This article explains how to use LaTeX in the AoPSWiki, the AoPS Community, and the AoPS Classroom. See Packages to know which packages are prebuilt into the AoPS site.



Getting Started with LaTeX

The Very Basics

LaTeX uses a special "math mode" to display mathematics. There are two types of this "math mode":

In-line Math Mode

In in-line math mode, we use $ signs to enclose the math we want to display, and it displays in-line with our text. For example, typing $\sqrt{x} = 5$ gives us $\sqrt{x} = 5.$

Display Math Mode

In display math mode, we enclose our code in double dollar signs, and it displays the math centered and on its own line. For example, $$\sqrt{x} = 5$$ gives us \[\sqrt{x} = 5.\]

In-line vs. Display

Besides displaying in-line vs. displaying centered and on a new line, the two modes render differently in other ways. Note that $\sum_{k=1}^n k^2$ gives us $\textstyle\sum_{k=1}^n k^2,$ whereas $$\sum_{k=1}^n k^2$$ gives us \[\sum_{k=1}^n k^2.\]

Basic Expressions

Multiplication

Sometimes, when we're multiplying, we don't need a multiplication symbol. For instance, we can write $xy$ instead of $x\cdot y$ without ambiguity. However, when you're multiplying numbers, for instance, a multiplication symbol comes in handy. The standard symbol is given by $\cdot$. For example, $12\cdot\frac{1}{2}$ gives us $\textstyle 12\cdot \frac 12.$

Fractions

We can make fractions via $\frac{...}{...}$. For instance, $\frac{x+y}{2}$ will give us $\textstyle\frac{x+y}{2}.$

Roots

Square roots in $\LaTeX$ are pretty simple; we just type $\sqrt{...}$. For instance, $\sqrt{2}$ gives us $\sqrt 2.$ Cube roots, fourth roots, and so on are only slightly more difficult; we type $\sqrt[n]{...}$. For instance, $\sqrt[4]{x-y}$ gives $\sqrt[4]{x-y}.$

Superscripts & Subscripts

To get superscripts (or exponents), we use the caret symbol ^. Typing $x^2+y^2$ gives $x^2+y^2.$ Subscripts are obtained via an underscore (holding shift and the minus sign on most keyboards).
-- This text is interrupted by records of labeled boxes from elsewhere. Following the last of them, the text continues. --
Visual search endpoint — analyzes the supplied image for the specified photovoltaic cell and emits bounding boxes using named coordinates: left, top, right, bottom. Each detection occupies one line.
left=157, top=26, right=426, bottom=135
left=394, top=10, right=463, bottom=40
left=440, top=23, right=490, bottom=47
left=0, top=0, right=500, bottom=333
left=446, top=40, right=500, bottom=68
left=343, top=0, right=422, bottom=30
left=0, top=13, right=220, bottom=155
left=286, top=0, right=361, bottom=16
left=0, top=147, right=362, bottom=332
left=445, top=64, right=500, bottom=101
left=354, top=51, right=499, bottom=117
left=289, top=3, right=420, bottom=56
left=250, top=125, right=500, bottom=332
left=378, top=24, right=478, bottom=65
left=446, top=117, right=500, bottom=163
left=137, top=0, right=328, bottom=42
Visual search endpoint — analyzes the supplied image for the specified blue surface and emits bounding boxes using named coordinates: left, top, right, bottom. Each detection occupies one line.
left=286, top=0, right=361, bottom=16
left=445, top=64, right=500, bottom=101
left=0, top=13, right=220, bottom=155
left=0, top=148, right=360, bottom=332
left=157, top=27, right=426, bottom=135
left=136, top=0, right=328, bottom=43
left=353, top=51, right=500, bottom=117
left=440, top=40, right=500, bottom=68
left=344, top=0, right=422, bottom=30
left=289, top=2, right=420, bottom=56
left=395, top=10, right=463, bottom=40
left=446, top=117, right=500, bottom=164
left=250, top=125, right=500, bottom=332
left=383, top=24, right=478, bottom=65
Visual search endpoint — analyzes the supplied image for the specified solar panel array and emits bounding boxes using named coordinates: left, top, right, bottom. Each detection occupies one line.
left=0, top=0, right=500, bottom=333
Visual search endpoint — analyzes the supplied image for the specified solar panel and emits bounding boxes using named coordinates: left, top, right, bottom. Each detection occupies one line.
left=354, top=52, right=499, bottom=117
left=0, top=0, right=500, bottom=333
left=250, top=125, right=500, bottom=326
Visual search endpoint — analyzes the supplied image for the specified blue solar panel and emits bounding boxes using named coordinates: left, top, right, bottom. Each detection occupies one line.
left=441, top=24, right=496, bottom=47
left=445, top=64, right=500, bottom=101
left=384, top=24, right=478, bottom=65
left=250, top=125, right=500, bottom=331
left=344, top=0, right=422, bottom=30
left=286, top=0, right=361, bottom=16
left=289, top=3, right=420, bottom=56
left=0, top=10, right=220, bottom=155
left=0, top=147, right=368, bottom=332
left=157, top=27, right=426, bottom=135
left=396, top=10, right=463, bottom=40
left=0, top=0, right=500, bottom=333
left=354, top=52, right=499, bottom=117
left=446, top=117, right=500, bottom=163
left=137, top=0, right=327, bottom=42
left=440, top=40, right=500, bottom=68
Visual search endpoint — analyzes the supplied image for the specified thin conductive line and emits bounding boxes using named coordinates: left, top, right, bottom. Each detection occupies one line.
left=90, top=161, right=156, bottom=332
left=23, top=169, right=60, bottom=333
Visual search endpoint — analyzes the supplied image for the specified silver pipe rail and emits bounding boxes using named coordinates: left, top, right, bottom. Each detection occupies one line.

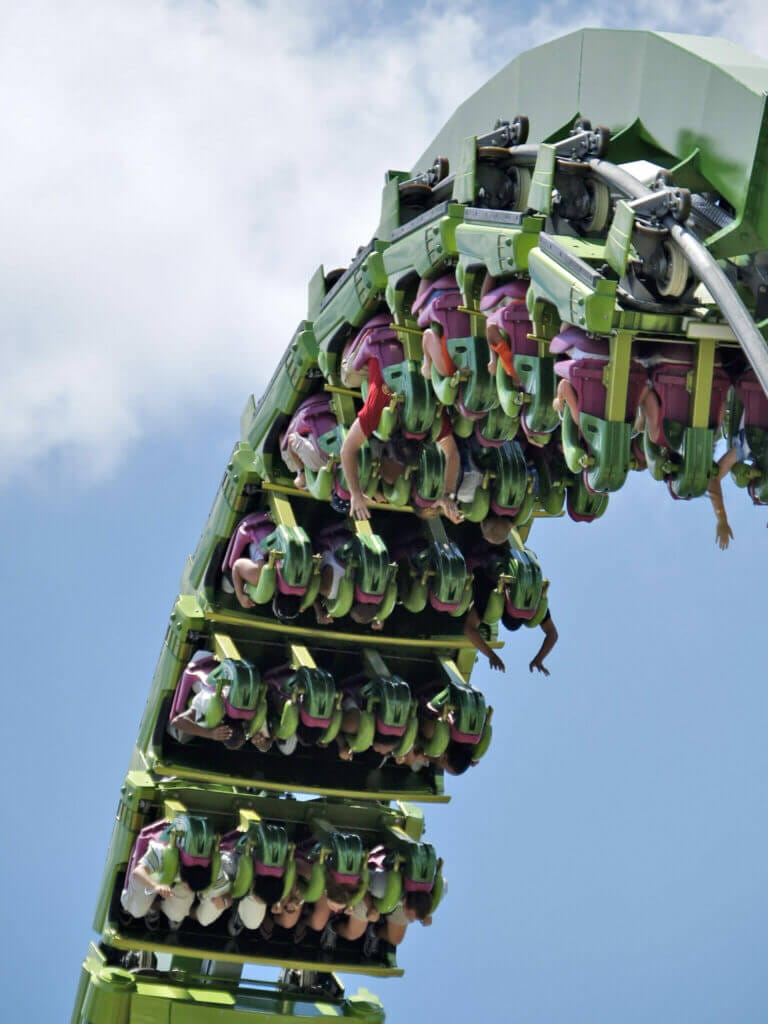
left=588, top=159, right=768, bottom=395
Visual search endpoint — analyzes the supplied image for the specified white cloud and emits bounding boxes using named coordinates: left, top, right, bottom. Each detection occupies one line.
left=0, top=0, right=768, bottom=482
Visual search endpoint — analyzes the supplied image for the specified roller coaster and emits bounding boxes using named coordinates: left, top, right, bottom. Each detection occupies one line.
left=72, top=30, right=768, bottom=1024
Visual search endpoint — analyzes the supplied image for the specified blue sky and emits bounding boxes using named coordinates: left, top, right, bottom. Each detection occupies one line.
left=0, top=0, right=768, bottom=1024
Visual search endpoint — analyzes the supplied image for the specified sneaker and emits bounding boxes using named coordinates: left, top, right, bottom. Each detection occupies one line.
left=144, top=906, right=160, bottom=932
left=457, top=468, right=482, bottom=503
left=278, top=733, right=299, bottom=758
left=321, top=922, right=338, bottom=953
left=362, top=924, right=379, bottom=959
left=226, top=907, right=246, bottom=938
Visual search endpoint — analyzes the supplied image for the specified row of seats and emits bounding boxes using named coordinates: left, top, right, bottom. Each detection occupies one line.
left=168, top=651, right=492, bottom=773
left=221, top=512, right=547, bottom=629
left=120, top=812, right=444, bottom=957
For instance, $a_k$ yields $a_k.$

Groups

Most operations in $\LaTeX$ (such as superscripts and subscripts) can only see the "group" of characters immediately following it. We use curly braces {...} to indicate groups longer than one character. For instance, if we wrote $x^2015$, we'd expect to get $x^{2015},$ but we instead get $x^2015.$ This is because each character in the string 2015 is in its own group until we tell $\LaTeX$ that 2015 should be one whole group. To convey this information to $\LaTeX$, we write $x^{2015}$ and we get $x^{2015}.$

Beyond the Basic Expressions

Grouping Basic Expressions

Our ordinary parentheses (...) and brackets [...] work to group expressions in $\LaTeX$. For instance, $(x+y)[z+w]$ gives us $(x+y)[z+w].$ We can also group expressions using curly braces, but we can't just type {...}. Rather, we must type \{...\}. This is because $\LaTeX$ uses plain curly braces for other things, such as fractions and superscripts and subscripts.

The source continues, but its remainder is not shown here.